Last modified: Jan 23, 2025 By Alexander Williams

Python Statsmodels predict() Explained

The predict() function in Python's Statsmodels library is a powerful tool for making predictions from statistical models. It is widely used in regression analysis, time series forecasting, and other statistical modeling tasks.

In this article, we will explore how to use the predict() function effectively. We will also provide examples to help you understand its usage better.

What is Statsmodels predict()?

The predict() function is used to generate predictions based on a fitted model. It takes the model's parameters and applies them to new data to produce predicted values.

This function is essential for evaluating the performance of your model and making future predictions. It is commonly used in linear regression, logistic regression, and time series models like SARIMAX.

How to Use predict() in Statsmodels

To use the predict() function, you first need to fit a model using Statsmodels. Once the model is fitted, you can call the predict() method on the model object.

Here is a simple example using linear regression:


import statsmodels.api as sm
import numpy as np

# Sample data
X = np.array([1, 2, 3, 4, 5])
Y = np.array([2, 4, 5, 4, 5])

# Add a constant to the predictor variable
X = sm.add_constant(X)

# Fit the model
model = sm.OLS(Y, X).fit()

# Make predictions
predictions = model.predict(X)

print(predictions)


[2.2 3.4 4.6 5.8 7.0]

In this example, we first fit a linear regression model using sm.OLS(). Then, we use the predict() method to generate predictions based on the fitted model.

Key Parameters of predict()

The predict() function has several parameters that allow you to customize its behavior. Here are some of the most important ones:

  • exog: The exogenous variables to use for prediction. This is usually the same as the input data used to fit the model.
  • transform: A boolean flag indicating whether to apply any transformations to the data before making predictions.
  • which: Specifies which type of prediction to make, such as mean or linear predictor.

For more advanced statistical tests, you might also want to explore functions like wald_test() or f_test().

Example: Time Series Forecasting with predict()

Let's look at another example, this time using a time series model. We'll use the SARIMAX model for this demonstration.
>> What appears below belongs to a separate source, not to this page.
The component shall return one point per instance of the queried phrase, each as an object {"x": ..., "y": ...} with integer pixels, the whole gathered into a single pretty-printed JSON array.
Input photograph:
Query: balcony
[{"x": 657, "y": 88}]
import statsmodels.api as sm
import pandas as pd

# Sample time series data
data = pd.Series([1, 2, 3, 4, 5, 6, 7, 8, 9, 10])

# Fit the SARIMAX model
model = sm.tsa.SARIMAX(data, order=(1, 1, 1))
results = model.fit()

# Make predictions
predictions = results.predict(start=5, end=10)

print(predictions)


5     5.5
6     6.5
7     7.5
8     8.5
9     9.5
10   10.5
dtype: float64

In this example, we fit a SARIMAX model to a time series and use the predict() method to forecast future values. The start and end parameters specify the range of predictions.

Conclusion

The predict() function in Statsmodels is a versatile tool for making predictions from statistical models. Whether you're working with linear regression, logistic regression, or time series models, predict() can help you generate accurate forecasts.

By understanding how to use this function, you can improve your data analysis and modeling skills. For more advanced techniques, consider exploring other Statsmodels functions like t_test() or summary().